Crawl API
Web crawling with AI-powered classification, structured data extraction, and recursive link following.
POST /api/v1/crawls
Create and execute a web crawl job.
Parameters
| Parameter | Type | Default | Description |
|---|---|---|---|
urls | string[] | required | 1-100 seed URLs to crawl |
max_pages | int | 10 | Maximum pages to crawl (1-1000) |
processing_mode | string | "async" | "async", "sync", or "webhook" |
classify_documents | bool | false | AI classification (opt-in, triggers advanced pricing) |
extraction_schema | object | - | Custom fields to extract (triggers advanced) |
generate_summary | bool | false | AI summary of crawled docs (FREE) |
expansion | string | "none" | URL expansion: "internal", "external", "both", "none" |
intent | string | - | Natural language crawl goal (10-2000 chars). Guides URL prioritization when expansion is enabled |
auto_generate_intent | bool | false | Auto-generate intent from extraction_schema field descriptions |
session_id | UUID | - | Link to existing session |
dry_run | bool | false | Validate without executing |
webhook_url | URL | - | Required if processing_mode="webhook" |
Advanced Parameters
| Parameter | Type | Default | Description |
|---|---|---|---|
follow_links | bool | false | Enable recursive crawling (legacy, prefer expansion) |
link_extraction_config | object | - | max_depth (1-10), url_patterns[], exclude_patterns[], detect_pagination |
classifiers[] | array | - | AI filters: `{type: "url" |
budget_config | object | - | max_pages, max_depth, max_credits |
use_cache | bool | false | Enable global cache (50% savings on hits) |
cache_max_age | int | 86400 | Cache TTL in seconds |
premium_proxy | bool | false | Start at premium proxy tier (residential IPs) |
ultra_premium | bool | false | Start at ultra premium tier (mobile residential IPs, highest success rate) |
retry_strategy | string | "auto" | "none" (single attempt), "auto" (escalate standard→premium→ultra_premium), "premium_only" (start at premium, escalate to ultra) |
Credits
| Mode | Cost |
|---|---|
| Basic (default - no AI features) | 1 credit/page |
Advanced (classify_documents: true, extraction, or classifiers) | 2 credits/page |
Cached (use_cache: true + cache hit) | 1 credit/page |
| Summary | FREE |
Advanced pricing triggered by: classify_documents: true, extraction_schema, or classifiers[]
Processing Modes
| Mode | Behavior | Best For |
|---|---|---|
async | Returns immediately, poll for results | Large crawls, queued processing |
sync | Waits for completion (use max_pages ≤ 10) | Small crawls, real-time needs |
webhook | Returns immediately, POSTs results to URL | Event-driven architectures |
Smart Crawl
When expansion is enabled, URLs are automatically prioritized using intelligent algorithms. High-value pages are crawled first, maximizing information capture within your page budget.
Algorithms:
- OPIC (Online Page Importance Computation): Streaming PageRank approximation that updates as you crawl
- HITS: Hub and authority scoring to find link aggregators and authoritative sources
- Anchor text relevance: Uses link text to prioritize pages matching your intent
Efficiency: 135x average discovery ratio - finds target pages in 5-6 steps vs 20+ traditional BFS crawling.
Intent-Driven Crawling
When you provide an intent parameter alongside expansion, the crawler uses your goal to guide URL prioritization:
- Depth auto-adjustment: Default depth increases from 1 to 2 (or 3 when intent mentions "individual", "specific", "detail" etc.)

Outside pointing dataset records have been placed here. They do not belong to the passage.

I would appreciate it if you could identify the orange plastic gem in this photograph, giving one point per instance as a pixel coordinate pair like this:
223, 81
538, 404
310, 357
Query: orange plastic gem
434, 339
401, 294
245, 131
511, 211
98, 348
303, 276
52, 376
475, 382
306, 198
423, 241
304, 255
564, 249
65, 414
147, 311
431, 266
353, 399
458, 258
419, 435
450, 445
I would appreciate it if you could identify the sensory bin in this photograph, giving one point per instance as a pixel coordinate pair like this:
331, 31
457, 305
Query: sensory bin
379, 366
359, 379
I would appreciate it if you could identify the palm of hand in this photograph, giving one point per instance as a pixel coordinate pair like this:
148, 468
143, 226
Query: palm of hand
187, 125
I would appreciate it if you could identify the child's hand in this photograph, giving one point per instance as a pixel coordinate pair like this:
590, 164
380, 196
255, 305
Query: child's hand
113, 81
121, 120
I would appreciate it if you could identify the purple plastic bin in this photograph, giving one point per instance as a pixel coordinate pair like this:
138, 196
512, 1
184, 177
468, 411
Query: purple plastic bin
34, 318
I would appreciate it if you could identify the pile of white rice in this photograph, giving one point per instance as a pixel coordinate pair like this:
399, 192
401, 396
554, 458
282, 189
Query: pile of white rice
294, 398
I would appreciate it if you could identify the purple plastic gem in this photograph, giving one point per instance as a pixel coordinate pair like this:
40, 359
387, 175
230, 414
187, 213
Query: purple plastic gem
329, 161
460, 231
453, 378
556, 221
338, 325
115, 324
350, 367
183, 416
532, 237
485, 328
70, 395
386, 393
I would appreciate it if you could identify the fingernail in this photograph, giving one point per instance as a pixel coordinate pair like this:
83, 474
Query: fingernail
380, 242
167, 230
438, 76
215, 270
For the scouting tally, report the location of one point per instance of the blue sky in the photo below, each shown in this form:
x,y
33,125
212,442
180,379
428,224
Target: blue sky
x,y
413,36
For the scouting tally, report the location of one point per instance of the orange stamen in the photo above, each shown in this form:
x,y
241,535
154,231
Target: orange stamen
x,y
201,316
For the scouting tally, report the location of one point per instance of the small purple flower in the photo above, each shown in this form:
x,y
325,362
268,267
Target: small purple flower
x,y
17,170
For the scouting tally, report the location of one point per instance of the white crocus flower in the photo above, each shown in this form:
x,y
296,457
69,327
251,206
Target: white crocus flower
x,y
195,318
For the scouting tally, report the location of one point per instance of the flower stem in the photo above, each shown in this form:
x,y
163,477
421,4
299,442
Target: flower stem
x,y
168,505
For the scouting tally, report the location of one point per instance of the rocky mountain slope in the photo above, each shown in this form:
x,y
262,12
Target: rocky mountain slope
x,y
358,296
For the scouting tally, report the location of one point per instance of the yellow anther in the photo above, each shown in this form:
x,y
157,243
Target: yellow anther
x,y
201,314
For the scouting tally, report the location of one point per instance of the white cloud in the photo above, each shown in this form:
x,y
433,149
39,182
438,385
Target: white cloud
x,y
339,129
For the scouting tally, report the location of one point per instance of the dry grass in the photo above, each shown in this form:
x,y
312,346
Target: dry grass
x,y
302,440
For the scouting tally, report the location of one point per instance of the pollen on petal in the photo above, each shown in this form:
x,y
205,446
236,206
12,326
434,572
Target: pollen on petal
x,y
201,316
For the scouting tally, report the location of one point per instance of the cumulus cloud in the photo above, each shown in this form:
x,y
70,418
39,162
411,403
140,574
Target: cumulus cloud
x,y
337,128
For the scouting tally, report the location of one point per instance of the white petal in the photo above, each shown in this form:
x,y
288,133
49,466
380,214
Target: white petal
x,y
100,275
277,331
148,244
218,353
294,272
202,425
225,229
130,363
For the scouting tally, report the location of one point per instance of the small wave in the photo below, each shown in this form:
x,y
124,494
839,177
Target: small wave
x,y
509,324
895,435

- URL pattern boosting: URLs matching intent-related patterns get +0.3 score boost
- Budget allocation: Page budget is split into hub discovery (30%), detail expansion (60%), and exploration reserve (10%)
- Navigation penalty recovery: The -0.4 penalty on
/about/,/team/paths is partially recovered (+0.2) when matching intent patterns - Effectiveness telemetry: Metrics stored per crawl:
extraction_success_rate,budget_efficiency,depth_to_first_target
Example: Without intent, a 30-page crawl of example.com/team typically reaches 0 individual partner pages (budget exhausted on navigation). With intent: "Find individual partner bio pages", the same crawl reaches 15+ partner pages.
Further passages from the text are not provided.